Noise to signal ratios for Ambr for project C are shown in Figure A3. Four replicate groups were available. As for the shaker flask experiments, the mean variability for ELISA is much lower than for ddPCR. Compared to shaker flask of project C, the variability in the Ambr experiments is higher.

FIGURE A3.

Noise to signal ratios of Ambr experiments of project C for both ELISA and ddPCR. As for project C, the noise to signal ratio for ELISA is lower than for ddPCR. Compared to project C, the noise to signal ratios for the Ambr scale for project C are comparable to shake flask.
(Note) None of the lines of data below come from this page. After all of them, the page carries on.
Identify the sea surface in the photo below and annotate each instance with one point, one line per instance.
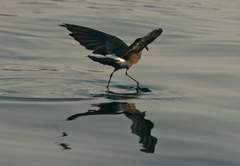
(54, 108)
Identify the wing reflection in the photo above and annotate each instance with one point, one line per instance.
(140, 126)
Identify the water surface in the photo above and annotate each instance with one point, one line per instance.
(54, 107)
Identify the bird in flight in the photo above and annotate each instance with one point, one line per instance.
(113, 51)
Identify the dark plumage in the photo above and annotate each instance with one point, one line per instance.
(114, 51)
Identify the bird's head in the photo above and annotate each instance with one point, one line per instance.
(140, 43)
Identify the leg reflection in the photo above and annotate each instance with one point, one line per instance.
(140, 126)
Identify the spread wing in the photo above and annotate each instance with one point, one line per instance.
(100, 42)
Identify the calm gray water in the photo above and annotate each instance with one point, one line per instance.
(53, 106)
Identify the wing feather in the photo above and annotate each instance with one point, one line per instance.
(97, 41)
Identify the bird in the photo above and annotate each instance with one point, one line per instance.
(111, 50)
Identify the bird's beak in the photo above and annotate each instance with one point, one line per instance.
(147, 48)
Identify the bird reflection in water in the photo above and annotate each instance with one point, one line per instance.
(140, 126)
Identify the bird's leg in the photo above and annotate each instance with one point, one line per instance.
(110, 79)
(138, 88)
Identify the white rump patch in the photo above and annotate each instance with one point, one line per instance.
(116, 58)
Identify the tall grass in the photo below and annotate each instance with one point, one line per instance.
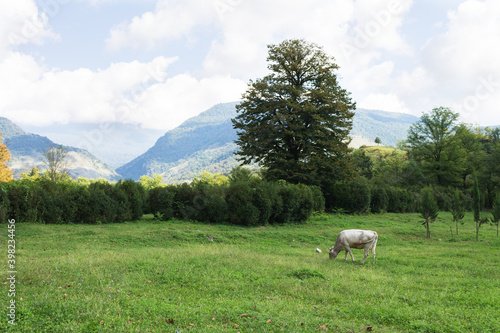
(189, 277)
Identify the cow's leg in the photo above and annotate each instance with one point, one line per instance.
(350, 252)
(366, 255)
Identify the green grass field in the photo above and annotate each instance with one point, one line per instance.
(175, 276)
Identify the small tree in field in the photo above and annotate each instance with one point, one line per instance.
(476, 205)
(496, 211)
(457, 209)
(5, 171)
(428, 209)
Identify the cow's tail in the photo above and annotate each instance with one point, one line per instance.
(374, 239)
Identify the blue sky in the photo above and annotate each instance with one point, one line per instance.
(157, 63)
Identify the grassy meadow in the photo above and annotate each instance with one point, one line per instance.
(176, 276)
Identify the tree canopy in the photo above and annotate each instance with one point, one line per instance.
(295, 121)
(434, 145)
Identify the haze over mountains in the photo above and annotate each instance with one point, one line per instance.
(206, 143)
(26, 151)
(201, 143)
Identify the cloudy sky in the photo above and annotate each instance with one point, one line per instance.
(159, 62)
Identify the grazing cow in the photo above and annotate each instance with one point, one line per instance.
(356, 239)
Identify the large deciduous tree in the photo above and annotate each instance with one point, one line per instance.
(295, 121)
(57, 165)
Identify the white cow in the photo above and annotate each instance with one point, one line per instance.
(356, 239)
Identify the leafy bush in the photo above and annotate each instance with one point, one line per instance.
(241, 209)
(353, 197)
(161, 202)
(379, 200)
(400, 200)
(135, 198)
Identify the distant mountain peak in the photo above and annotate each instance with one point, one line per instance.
(27, 149)
(206, 142)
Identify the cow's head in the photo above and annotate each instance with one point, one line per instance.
(332, 253)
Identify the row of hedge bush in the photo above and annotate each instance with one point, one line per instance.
(243, 200)
(240, 202)
(247, 202)
(358, 196)
(46, 201)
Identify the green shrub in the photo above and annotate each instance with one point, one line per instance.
(241, 210)
(353, 197)
(161, 202)
(379, 200)
(135, 198)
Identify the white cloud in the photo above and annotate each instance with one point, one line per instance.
(135, 92)
(171, 20)
(386, 102)
(21, 23)
(464, 62)
(167, 105)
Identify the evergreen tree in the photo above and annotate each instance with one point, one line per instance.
(428, 209)
(5, 171)
(295, 121)
(496, 211)
(457, 209)
(476, 205)
(433, 144)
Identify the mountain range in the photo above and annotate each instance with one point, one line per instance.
(206, 143)
(201, 143)
(27, 150)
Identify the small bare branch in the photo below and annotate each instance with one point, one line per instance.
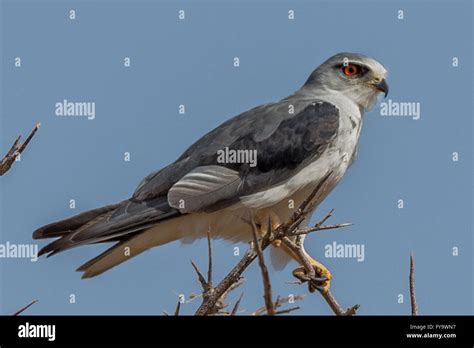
(267, 288)
(286, 311)
(280, 301)
(236, 306)
(414, 306)
(21, 310)
(178, 307)
(16, 149)
(319, 228)
(314, 282)
(201, 278)
(209, 266)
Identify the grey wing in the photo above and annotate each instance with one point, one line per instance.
(198, 182)
(295, 142)
(255, 125)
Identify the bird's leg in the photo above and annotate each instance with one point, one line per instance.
(267, 219)
(323, 274)
(321, 278)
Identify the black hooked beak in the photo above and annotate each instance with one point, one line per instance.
(382, 86)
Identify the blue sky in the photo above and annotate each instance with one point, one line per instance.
(190, 62)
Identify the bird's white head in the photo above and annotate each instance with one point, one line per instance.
(357, 77)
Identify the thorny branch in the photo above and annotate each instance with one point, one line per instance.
(16, 149)
(288, 228)
(267, 288)
(414, 306)
(21, 310)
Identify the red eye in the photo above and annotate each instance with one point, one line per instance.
(350, 70)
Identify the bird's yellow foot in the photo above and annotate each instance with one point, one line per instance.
(321, 282)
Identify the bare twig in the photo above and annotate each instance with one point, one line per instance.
(286, 311)
(178, 307)
(319, 228)
(220, 304)
(236, 306)
(16, 149)
(286, 229)
(236, 272)
(315, 282)
(414, 306)
(280, 301)
(201, 278)
(18, 312)
(209, 265)
(267, 288)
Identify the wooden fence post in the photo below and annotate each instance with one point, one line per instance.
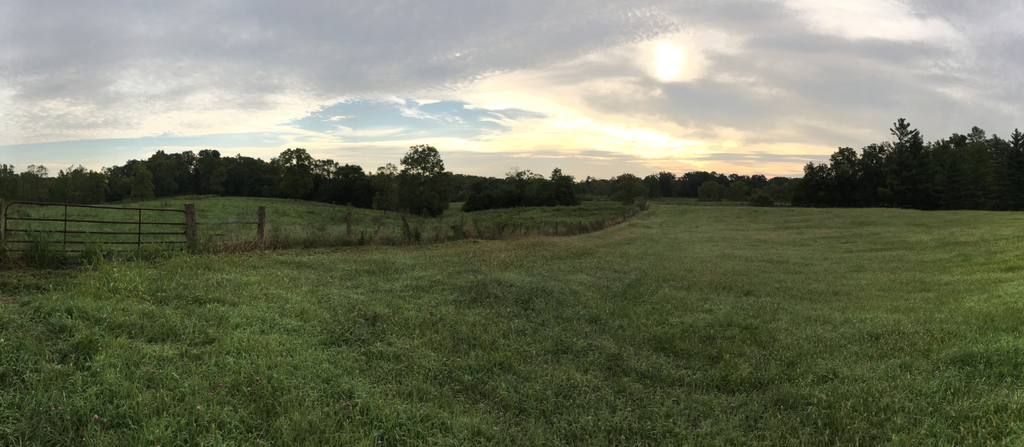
(190, 226)
(406, 229)
(261, 225)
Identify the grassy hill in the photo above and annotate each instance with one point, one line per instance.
(309, 224)
(685, 325)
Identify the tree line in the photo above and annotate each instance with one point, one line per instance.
(962, 172)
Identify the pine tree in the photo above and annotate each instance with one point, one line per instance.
(910, 173)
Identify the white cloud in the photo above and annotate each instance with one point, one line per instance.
(888, 19)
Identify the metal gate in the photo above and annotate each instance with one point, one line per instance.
(102, 228)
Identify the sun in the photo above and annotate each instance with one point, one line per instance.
(670, 61)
A.4. NOISE TO SIGNAL RATIOS AMBR250 PROJECT D

For the Ambr scale of project D, 10 replicate groups were performed in duplicate, allowing for much more accurate determination of the variability compared to Ambr project C (see Figure A4). The mean signal to noise ratio of ELISA is much lower than for ddPCR. It is also significantly lower for the Ambr scale than the shaker flask scale in the case of project D. This means that for the results of campaigns D1 and D2, any improvement higher than this value is considered significant.

FIGURE A4.

Noise to signal ratios of Ambr experiments of project D for both ELISA and ddPCR. As for project C, the noise to signal ratio for ELISA is lower than for ddPCR. Compared to project C, the noise to signal ratios for the Ambr scale for project C are comparable to shake flask.
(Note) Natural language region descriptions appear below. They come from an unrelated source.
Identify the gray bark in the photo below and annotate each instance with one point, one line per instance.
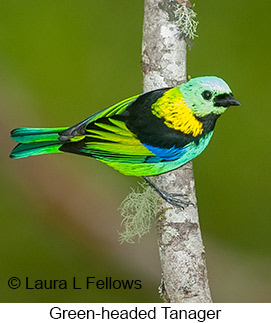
(184, 272)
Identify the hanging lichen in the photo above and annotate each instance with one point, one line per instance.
(138, 210)
(186, 22)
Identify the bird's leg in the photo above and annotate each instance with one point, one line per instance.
(171, 198)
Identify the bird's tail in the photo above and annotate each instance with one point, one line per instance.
(36, 141)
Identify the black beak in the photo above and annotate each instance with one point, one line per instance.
(225, 100)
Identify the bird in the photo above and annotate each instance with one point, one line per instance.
(145, 135)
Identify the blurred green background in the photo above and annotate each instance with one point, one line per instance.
(60, 61)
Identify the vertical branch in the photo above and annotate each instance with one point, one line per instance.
(184, 272)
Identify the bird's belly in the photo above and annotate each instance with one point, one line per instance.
(192, 150)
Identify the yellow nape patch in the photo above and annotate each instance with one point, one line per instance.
(177, 114)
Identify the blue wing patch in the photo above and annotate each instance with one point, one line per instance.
(166, 154)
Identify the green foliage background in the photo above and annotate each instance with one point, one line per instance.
(60, 61)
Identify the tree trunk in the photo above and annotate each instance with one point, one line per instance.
(184, 272)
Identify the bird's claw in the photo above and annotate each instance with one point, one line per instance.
(173, 199)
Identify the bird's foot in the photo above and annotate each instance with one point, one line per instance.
(177, 199)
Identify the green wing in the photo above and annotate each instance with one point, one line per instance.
(107, 138)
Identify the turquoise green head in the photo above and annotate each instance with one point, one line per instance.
(207, 94)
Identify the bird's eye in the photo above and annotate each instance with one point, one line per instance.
(207, 95)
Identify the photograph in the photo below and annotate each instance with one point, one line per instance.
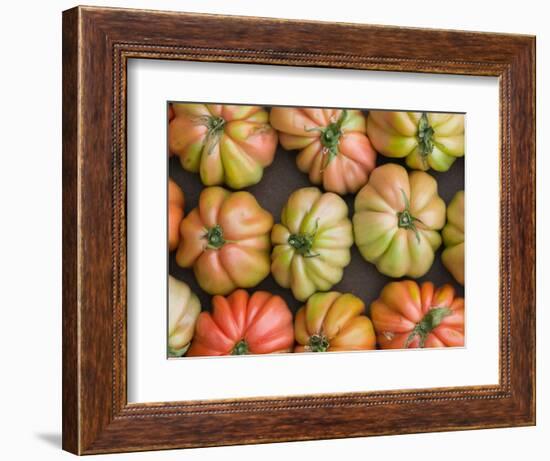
(304, 230)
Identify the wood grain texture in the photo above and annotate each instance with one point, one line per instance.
(97, 42)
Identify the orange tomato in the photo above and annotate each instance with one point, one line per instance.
(407, 315)
(243, 324)
(334, 149)
(225, 144)
(333, 322)
(226, 240)
(176, 204)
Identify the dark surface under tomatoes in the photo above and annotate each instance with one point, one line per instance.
(280, 179)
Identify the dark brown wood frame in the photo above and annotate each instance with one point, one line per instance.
(97, 44)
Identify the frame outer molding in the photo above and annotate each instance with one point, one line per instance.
(96, 45)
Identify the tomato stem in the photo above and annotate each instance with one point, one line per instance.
(303, 243)
(214, 129)
(330, 136)
(431, 320)
(318, 343)
(407, 221)
(214, 237)
(424, 136)
(241, 348)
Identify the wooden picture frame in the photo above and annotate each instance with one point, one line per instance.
(97, 43)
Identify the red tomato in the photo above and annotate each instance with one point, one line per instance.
(243, 324)
(407, 315)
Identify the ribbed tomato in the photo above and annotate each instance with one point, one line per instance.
(453, 238)
(312, 242)
(243, 324)
(226, 241)
(225, 144)
(397, 219)
(176, 204)
(427, 140)
(407, 315)
(333, 322)
(183, 310)
(334, 149)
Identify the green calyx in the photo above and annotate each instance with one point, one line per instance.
(302, 243)
(330, 136)
(430, 321)
(241, 348)
(407, 221)
(318, 343)
(214, 237)
(425, 138)
(215, 126)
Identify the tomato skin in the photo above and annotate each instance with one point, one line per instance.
(403, 305)
(379, 222)
(260, 323)
(183, 310)
(331, 322)
(344, 170)
(225, 144)
(176, 205)
(400, 134)
(453, 238)
(226, 241)
(321, 221)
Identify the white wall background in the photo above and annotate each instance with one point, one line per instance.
(30, 229)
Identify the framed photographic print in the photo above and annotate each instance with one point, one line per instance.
(314, 230)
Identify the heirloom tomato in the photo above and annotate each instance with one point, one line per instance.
(453, 238)
(408, 315)
(176, 203)
(333, 322)
(226, 241)
(396, 221)
(183, 310)
(427, 140)
(312, 242)
(225, 144)
(334, 149)
(243, 324)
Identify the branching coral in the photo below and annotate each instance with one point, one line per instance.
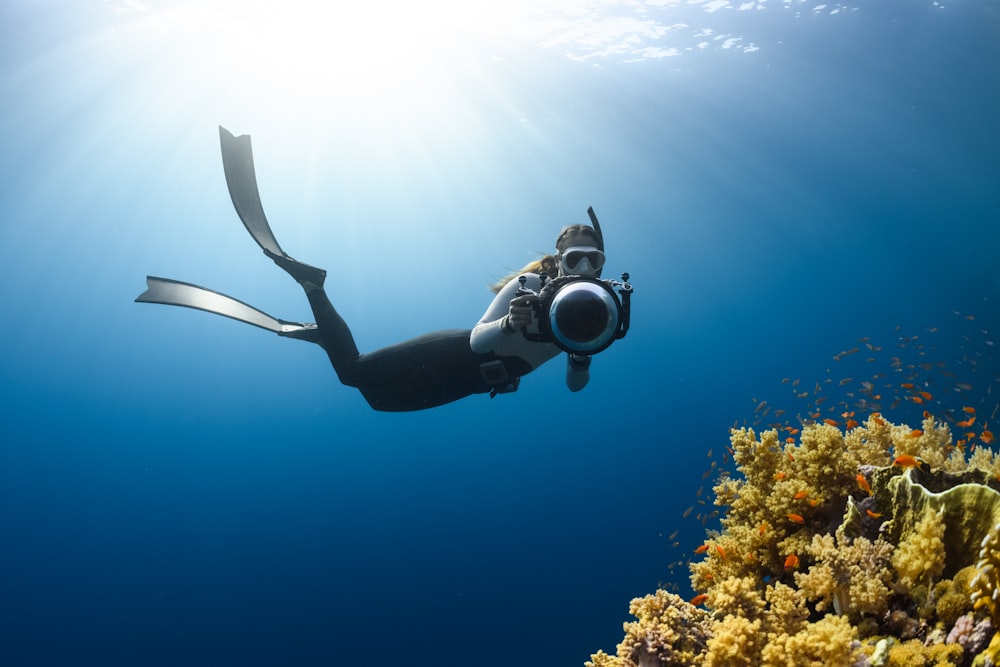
(826, 540)
(668, 631)
(986, 586)
(852, 576)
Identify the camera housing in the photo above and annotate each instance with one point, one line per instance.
(582, 315)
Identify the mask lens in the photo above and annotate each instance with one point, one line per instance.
(573, 256)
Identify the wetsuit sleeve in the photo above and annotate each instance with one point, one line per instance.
(488, 333)
(577, 372)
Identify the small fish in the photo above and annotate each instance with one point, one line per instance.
(863, 484)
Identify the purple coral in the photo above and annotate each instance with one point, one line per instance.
(970, 635)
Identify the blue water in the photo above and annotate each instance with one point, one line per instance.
(780, 179)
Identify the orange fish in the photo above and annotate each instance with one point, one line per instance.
(863, 484)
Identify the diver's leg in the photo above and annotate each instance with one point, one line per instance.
(334, 335)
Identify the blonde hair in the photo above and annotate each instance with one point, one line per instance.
(547, 263)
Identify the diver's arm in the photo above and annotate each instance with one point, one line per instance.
(577, 371)
(495, 325)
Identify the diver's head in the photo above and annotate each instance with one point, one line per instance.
(579, 252)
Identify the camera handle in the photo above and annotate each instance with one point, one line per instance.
(625, 290)
(535, 306)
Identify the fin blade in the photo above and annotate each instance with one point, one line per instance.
(176, 293)
(241, 179)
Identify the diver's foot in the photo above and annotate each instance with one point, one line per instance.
(310, 277)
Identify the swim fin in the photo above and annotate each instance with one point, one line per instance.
(241, 179)
(177, 293)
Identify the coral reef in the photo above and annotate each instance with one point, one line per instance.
(853, 547)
A.5. NORMALIZED RELATIVE IMPROVEMENT

As signal to noise ratios are high for this process, it is not immediately apparent if a result is an objective improvement or just due to intrinsic variability or measurement uncertainty. For a given campaign the normalized the relative improvement of the full model approach compared to standard approaches is therefore of interest. It provides insight into the significance of the results and answers the question how much higher ddPCR or ELISA were achieved with the full model approach, relative to the signal to noise ratio, which is determined as outlined in section 6.1.
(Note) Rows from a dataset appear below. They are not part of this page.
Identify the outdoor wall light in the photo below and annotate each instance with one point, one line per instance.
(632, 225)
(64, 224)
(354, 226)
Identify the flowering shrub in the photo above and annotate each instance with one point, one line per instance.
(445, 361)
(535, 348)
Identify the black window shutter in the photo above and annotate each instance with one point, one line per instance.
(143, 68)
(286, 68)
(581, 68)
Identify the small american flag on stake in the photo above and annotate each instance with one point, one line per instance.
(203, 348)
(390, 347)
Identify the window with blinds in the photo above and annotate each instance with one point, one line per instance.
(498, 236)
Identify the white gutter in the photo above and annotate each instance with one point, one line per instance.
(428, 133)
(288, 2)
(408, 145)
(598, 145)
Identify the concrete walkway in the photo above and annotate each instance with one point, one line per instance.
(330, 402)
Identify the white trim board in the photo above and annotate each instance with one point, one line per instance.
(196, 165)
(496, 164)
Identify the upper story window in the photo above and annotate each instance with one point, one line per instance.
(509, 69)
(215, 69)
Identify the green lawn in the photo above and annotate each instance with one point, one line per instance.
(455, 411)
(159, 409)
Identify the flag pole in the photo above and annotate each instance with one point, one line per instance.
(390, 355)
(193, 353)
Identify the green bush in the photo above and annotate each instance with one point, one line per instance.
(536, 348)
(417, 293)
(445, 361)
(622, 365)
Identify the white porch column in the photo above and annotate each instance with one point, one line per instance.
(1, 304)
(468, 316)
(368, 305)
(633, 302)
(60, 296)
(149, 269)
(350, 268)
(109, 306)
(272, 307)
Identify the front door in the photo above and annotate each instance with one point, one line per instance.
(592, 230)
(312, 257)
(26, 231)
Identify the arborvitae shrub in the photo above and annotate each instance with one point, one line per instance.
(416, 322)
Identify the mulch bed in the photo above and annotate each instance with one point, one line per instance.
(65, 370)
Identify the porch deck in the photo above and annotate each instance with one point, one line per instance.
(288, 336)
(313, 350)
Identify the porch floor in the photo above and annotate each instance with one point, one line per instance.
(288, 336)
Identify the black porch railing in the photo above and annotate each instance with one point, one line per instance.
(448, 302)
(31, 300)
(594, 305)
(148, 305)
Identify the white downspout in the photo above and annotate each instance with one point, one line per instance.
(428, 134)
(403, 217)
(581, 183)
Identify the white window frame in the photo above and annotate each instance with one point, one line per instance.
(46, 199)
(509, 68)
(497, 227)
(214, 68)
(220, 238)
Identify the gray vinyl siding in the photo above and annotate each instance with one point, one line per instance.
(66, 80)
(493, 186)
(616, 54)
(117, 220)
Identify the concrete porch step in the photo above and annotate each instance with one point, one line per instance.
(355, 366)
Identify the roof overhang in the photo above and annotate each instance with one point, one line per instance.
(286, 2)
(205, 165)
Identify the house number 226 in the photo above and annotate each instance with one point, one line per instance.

Normalized relative improvements were calculated according to the equation,

$$\alpha =\frac{\left(x_f-x_r\right)/\mathit{Std}\left(X\right)}{\overline{e_X}}$$

Where α is the normalized relative improvement, $x_f$ the result of the full model approach, $x_r$ the result of the reference approach, $\mathit{Std}\left(X\right)$ the standard deviation of the target values of a given project (ddPCR or ELISA) and $\overline{e_X}$ the median signal to noise ratio of target X (ddPCR or ELISA) for the respective project, as given by the boxplots in sections 6.3 and 6.4. Two α values were considered, the first with respect to only the best point of either approach, the second considering the mean of all designed experiments with this approach for a given campaign.

Müller C, Siegwart G, Heider S, et al. Iterative hybrid model based optimization of rAAV production. Biotechnol. Prog. 2025;41(4):e70006. doi: 10.1002/btpr.70006

DATA AVAILABILITY STATEMENT

Data sharing is not applicable to this article as no new data were created or analyzed in this study.